For a more complete understanding of which processes make the most significant contribution to the development and progression of AD-like pathology and their chronological sequence, we next compared the GO terms for exclusively upregulated and downregulated DEGs between the two age periods in OXYS rats. By the age of manifestation of disease-like pathology (age 5 months), the exclusively upregulated processes mainly were related to immune functions and protein folding; the exclusively downregulated processes were mainly related to a lipid process (Figure 4). By the age of the well-pronounced stage (age 18 months) of AD in OXYS rats, the exclusively upregulated processes mainly were related to synaptic processes and mitochondria, and the downregulated processes were related to protein import, cell–cell signaling, and an energy metabolic process (Figure 4). The processes related to cell death, synaptic and neuronal processes, ion channel activity, and mitochondria were upregulated or downregulated in OXYS rats by the age of 18 months. During both age periods, the upregulated GO terms were associated with regulation of biological processes and mitochondria; downregulated GO terms were associated with mitosis, nuclear division, and organelle fission (Figure 4). The processes related to protein localization, the Golgi apparatus, ion binding, enzyme binding, a response to DNA damage stimulus, and synaptic functions were upregulated or downregulated in OXYS rats for both age periods. The processes that were upregulated by the age of 5 months and then were downregulated by the age of 18 months were mainly associated with nuclear processes.
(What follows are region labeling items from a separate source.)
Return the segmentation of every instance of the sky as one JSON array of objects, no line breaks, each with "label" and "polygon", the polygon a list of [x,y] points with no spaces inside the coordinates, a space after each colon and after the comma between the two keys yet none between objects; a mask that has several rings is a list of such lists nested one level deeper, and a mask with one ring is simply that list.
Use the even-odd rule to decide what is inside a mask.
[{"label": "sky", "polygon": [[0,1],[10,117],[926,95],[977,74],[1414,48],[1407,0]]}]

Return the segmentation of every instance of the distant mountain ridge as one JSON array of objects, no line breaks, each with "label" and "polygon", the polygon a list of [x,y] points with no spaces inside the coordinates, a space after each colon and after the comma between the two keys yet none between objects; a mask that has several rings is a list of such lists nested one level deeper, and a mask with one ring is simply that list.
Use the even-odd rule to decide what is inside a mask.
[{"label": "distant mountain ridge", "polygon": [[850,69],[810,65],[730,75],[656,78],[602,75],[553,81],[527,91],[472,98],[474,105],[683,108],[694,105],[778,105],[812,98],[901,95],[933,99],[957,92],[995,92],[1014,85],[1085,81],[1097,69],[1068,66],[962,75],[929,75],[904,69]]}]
Conversely, the processes that were downregulated by the age of 5 months and then were upregulated by the age of 18 months were mainly associated with regulation of neuronal development, ion transport, and ATP binding (Figure 4).

Figure 4.
The Gene Ontology (GO) terms according to DAVID for exclusively upregulated and downregulated DEGs between two age periods in OXYS rats. BP = biological processes; MF = molecular functions; and CC = cellular components.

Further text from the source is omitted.